John: I agree entirely that this isn’t really an exercise for faulting Satoshi for the mistakes. But if I could wave a magic wand SegWit from the genesis block would be great because then the block could commit to the signatures, the wtxid whereas now it doesn’t.
Pieter: In SegWit it does. In SegWit there is a coinbase output that contains a hash with the root of a Merkle tree that commits to all wtxids.
John: Right, yes. But you don’t know that until you deserialize the transactions from the block which is a little bit annoying.
Jonas: How do you think about how to spend your time on Bitcoin? There are so many ways to get nerd sniped and so many directions you could contribute to. What are you excited about and then how do you feel the pull of your personal excitement versus the pull of what’s necessary for someone like you to contribute to Bitcoin?

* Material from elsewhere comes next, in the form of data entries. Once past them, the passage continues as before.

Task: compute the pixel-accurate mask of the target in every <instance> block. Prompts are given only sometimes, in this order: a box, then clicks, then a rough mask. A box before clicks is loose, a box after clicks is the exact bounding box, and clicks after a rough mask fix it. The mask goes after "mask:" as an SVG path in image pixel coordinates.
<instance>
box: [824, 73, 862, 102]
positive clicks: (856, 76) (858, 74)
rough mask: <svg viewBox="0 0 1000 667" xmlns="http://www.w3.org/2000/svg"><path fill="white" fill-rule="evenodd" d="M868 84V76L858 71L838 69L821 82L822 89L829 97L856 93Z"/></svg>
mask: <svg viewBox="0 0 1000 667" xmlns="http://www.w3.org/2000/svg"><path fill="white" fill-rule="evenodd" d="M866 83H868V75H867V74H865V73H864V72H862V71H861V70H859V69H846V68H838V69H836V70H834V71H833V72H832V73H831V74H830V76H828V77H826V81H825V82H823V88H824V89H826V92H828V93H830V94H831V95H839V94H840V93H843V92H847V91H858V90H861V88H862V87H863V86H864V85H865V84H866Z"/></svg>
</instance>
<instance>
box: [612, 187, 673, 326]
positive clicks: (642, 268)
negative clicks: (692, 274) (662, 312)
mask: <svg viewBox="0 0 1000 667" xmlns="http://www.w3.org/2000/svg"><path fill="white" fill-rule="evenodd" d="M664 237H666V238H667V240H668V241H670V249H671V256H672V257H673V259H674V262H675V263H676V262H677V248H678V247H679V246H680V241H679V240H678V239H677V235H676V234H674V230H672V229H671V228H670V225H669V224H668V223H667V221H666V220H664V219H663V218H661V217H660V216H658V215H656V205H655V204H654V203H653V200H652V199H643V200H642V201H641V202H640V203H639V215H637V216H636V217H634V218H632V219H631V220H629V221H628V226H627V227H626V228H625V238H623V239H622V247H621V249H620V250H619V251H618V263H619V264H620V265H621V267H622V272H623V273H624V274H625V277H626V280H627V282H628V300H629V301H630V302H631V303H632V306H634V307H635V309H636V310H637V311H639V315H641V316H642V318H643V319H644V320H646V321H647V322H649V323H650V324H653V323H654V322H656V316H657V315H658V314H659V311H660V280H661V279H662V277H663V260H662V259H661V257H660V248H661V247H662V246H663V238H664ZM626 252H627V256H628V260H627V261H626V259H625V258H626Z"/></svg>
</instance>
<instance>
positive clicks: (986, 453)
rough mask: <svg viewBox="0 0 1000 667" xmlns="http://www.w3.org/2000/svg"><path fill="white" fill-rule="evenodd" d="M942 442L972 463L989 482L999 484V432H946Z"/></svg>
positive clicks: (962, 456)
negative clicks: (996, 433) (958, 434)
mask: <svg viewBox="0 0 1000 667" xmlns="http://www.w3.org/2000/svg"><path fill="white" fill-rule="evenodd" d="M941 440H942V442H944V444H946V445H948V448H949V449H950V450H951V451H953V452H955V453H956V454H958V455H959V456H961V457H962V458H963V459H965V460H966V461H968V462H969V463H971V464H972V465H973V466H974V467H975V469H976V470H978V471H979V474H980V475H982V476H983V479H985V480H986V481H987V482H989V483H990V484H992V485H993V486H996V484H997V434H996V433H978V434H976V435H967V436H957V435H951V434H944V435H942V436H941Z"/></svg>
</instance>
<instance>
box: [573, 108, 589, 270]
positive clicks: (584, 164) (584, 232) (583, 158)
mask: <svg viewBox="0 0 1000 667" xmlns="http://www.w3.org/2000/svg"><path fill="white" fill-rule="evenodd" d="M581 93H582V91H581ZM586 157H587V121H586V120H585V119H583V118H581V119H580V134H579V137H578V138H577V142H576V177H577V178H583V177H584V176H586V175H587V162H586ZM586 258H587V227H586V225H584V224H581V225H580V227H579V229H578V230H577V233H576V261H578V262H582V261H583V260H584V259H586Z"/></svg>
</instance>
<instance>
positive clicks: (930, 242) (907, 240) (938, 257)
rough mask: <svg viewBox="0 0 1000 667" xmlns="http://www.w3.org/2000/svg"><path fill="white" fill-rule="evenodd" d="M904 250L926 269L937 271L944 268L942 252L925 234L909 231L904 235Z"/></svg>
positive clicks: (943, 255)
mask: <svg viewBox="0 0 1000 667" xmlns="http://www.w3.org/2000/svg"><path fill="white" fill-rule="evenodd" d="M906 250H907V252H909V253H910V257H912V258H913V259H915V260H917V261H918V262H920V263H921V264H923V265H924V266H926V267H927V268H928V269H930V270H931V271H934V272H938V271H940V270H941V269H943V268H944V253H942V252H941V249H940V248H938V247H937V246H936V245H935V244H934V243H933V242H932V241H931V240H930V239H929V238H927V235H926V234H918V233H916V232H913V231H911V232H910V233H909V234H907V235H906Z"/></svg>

Pieter: That is a good question, I don’t have a good answer. I try to work on things I’m excited about but sometimes this also means following through on something after you’ve lost some of the excitement about it because you have worked on this and people expect you to continue. It is a hard question. I expect this in general in open source to be a problem. There is no set direction and ultimately people choose how to spend their own time themselves. What am I excited about? I’m happy with the progress we’ve made with Taproot review and how that is going. I’m excited to see that progress further. There are some interesting changes people are working on related to the peer-to-peer protocol, things like Erlay that I contributed to. There are too many things to mention.
John: I think Taproot, Schnorr plus Erlay is a good start for things to get excited about. Shall we wrap up there? Thank you Pieter.